The time is long past for giving the government the benefit of the doubt. So far, the Liberals have not demonstrated that the occupation of Ottawa by the self-styled Freedom Convoy rose to the level of a national security threat, particularly since blockades at the border had been dispersed by the time emergency measures came into force.
The occupation was disruptive and unpleasant for Ottawa residents. There were clear failures by police and politicians. But none of that justifies the extreme step of invoking the Emergencies Act. If the government is able to make the case that a broader range of factors together constitute a national security emergency, it must do so – and share its legal opinion with the commission and the public.

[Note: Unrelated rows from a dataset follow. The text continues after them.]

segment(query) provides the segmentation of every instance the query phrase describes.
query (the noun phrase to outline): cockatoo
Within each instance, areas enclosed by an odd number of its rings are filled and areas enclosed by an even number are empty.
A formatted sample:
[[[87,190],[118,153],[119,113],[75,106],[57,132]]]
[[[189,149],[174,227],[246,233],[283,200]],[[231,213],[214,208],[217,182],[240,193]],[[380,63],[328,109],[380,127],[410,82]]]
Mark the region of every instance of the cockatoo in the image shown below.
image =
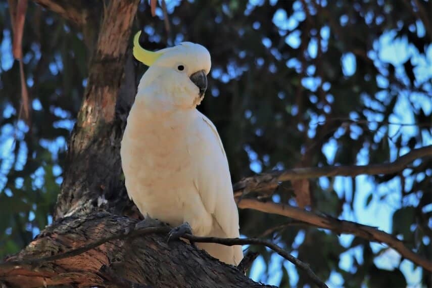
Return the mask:
[[[214,125],[196,109],[207,87],[210,54],[190,42],[150,52],[139,45],[140,34],[133,55],[149,67],[121,142],[128,195],[145,217],[188,224],[196,235],[238,237],[226,155]],[[227,264],[243,258],[239,246],[197,245]]]

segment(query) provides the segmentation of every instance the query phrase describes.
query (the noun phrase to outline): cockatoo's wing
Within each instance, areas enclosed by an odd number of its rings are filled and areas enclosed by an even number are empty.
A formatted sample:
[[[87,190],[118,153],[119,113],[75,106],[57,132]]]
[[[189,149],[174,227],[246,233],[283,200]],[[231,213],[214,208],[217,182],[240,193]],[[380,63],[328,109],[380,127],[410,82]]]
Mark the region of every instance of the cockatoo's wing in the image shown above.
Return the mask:
[[[197,189],[206,210],[213,218],[210,234],[216,237],[238,237],[238,212],[234,200],[228,160],[216,127],[205,116],[197,111],[200,127],[201,157]],[[211,255],[226,263],[238,265],[243,258],[242,246],[221,246],[199,244]]]
[[[238,237],[238,212],[234,201],[229,167],[217,130],[200,112],[204,153],[200,162],[198,191],[207,211],[213,215],[226,237]],[[191,152],[193,153],[193,152]],[[203,155],[204,154],[204,155]]]

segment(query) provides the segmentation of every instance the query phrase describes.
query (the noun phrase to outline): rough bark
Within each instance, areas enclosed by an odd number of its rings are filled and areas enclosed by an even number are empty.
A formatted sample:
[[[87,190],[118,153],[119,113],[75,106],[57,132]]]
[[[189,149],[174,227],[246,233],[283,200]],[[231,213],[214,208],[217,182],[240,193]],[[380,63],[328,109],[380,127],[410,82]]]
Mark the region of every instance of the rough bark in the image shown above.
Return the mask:
[[[88,85],[68,146],[56,219],[95,208],[119,213],[125,202],[119,151],[136,93],[134,68],[126,50],[138,2],[111,1],[104,11]]]
[[[99,212],[71,216],[47,228],[8,261],[61,254],[133,230],[136,220]],[[255,287],[262,286],[234,266],[212,258],[184,243],[167,244],[165,235],[152,234],[105,243],[71,257],[51,262],[0,266],[0,281],[13,287],[73,285],[79,287]],[[123,285],[126,284],[126,285]]]

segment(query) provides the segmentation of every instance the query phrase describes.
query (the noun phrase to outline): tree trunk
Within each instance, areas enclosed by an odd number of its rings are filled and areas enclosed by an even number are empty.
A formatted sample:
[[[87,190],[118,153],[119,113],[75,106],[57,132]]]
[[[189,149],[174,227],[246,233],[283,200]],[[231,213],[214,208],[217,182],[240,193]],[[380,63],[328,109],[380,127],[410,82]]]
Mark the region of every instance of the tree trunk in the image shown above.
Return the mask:
[[[74,5],[35,2],[75,21],[89,37],[89,49],[94,48],[88,85],[69,142],[55,222],[24,250],[0,264],[0,283],[13,287],[261,285],[185,243],[167,245],[160,234],[133,238],[125,235],[73,257],[40,259],[133,230],[137,221],[122,216],[125,207],[133,205],[122,180],[119,151],[136,93],[133,60],[127,48],[139,1],[112,1],[103,7],[90,1]],[[102,20],[89,15],[100,15]],[[92,41],[93,35],[97,41]],[[35,259],[39,260],[22,263]]]

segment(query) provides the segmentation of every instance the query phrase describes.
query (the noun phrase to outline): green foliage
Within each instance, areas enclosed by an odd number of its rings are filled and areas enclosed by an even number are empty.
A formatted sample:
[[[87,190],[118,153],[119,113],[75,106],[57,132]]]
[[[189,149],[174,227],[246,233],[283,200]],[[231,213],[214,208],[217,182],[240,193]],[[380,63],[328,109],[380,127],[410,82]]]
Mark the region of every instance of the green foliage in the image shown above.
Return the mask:
[[[430,11],[430,2],[414,2],[419,10],[402,0],[167,2],[169,37],[160,8],[151,17],[147,1],[140,4],[134,29],[144,27],[149,50],[181,41],[208,48],[209,89],[199,109],[221,134],[233,181],[299,166],[393,161],[430,144],[432,46],[430,31],[419,18]],[[0,257],[18,251],[50,223],[90,56],[81,32],[30,2],[23,39],[33,108],[29,127],[18,120],[19,74],[11,58],[9,18],[7,1],[1,0]],[[409,52],[388,48],[398,43]],[[395,122],[416,125],[390,124]],[[430,259],[431,164],[417,161],[402,174],[361,181],[312,180],[311,209],[384,229],[380,226],[388,220],[378,207],[391,206],[392,229],[387,232],[402,235]],[[272,199],[292,204],[293,194],[284,184]],[[371,213],[372,223],[364,220]],[[377,268],[379,251],[367,242],[289,220],[242,211],[241,232],[261,235],[286,224],[265,237],[298,253],[322,278],[339,275],[341,285],[406,283],[398,266]],[[267,249],[251,249],[259,251],[267,264],[274,258]],[[340,258],[349,259],[350,267]],[[300,286],[309,281],[283,263],[277,284]],[[267,279],[274,273],[269,267]],[[430,274],[423,271],[422,277],[424,285],[432,285]]]

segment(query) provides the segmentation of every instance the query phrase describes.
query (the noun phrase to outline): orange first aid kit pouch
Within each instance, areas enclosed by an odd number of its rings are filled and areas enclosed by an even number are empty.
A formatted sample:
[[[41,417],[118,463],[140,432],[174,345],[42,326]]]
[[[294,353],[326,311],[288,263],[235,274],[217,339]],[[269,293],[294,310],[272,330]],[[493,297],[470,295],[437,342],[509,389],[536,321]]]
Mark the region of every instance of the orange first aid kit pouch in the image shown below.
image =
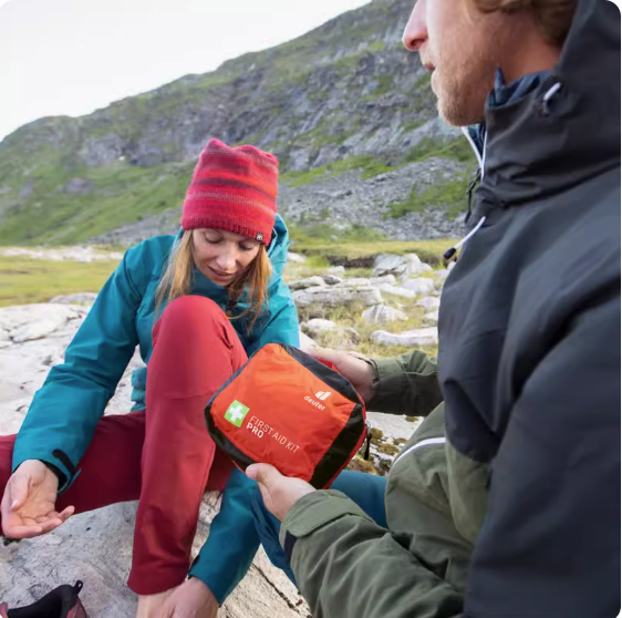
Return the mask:
[[[315,488],[333,482],[366,434],[354,387],[332,365],[282,343],[255,352],[205,415],[216,445],[241,470],[268,463]]]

Some Canadians might ask why that matters. The Emergencies Act, after all, proved to be an effective tool in clearing out the protestors. Opinion polls show that a clear majority support the federal government’s actions.
Those points are misguided. There is no doubt that the Emergencies Act is a powerful tool. That is precisely why the threshold for using it is so high; dangerous tools should be carefully locked away.
As for popular opinion, it’s worth pointing out that the invocation of the War Measures Act by prime minister Pierre Trudeau in the October Crisis of 1970 was even more popular, initially. Over time, however, Canadians came to understand that the use of the War Measures Act was a dangerous overreaction. Eventually, that understanding was codified in the Emergencies Act, which placed sharp limits on when and how Ottawa could take such extraordinary steps.
More fundamentally, the federal government needs to demonstrate to Canadians the legitimacy of its action. Lawlessness cannot be combatted with more lawlessness.
The government contends that relinquishing solicitor-client privilege would set a dangerous precedent. That position seems flimsy, if the government takes the step voluntarily. Making public the legal opinion might indeed create an expectation of future transparency; that is hardly a bad thing.
The truly dangerous precedent would be to allow this government to assert that it has a basis for invoking the Emergencies Act, while using solicitor-client privilege to shield it from scrutiny. If the Liberals succeed in that attempt, it clears a path for future administrations to invoke emergency measures for reasons – secret reasons – of their choosing.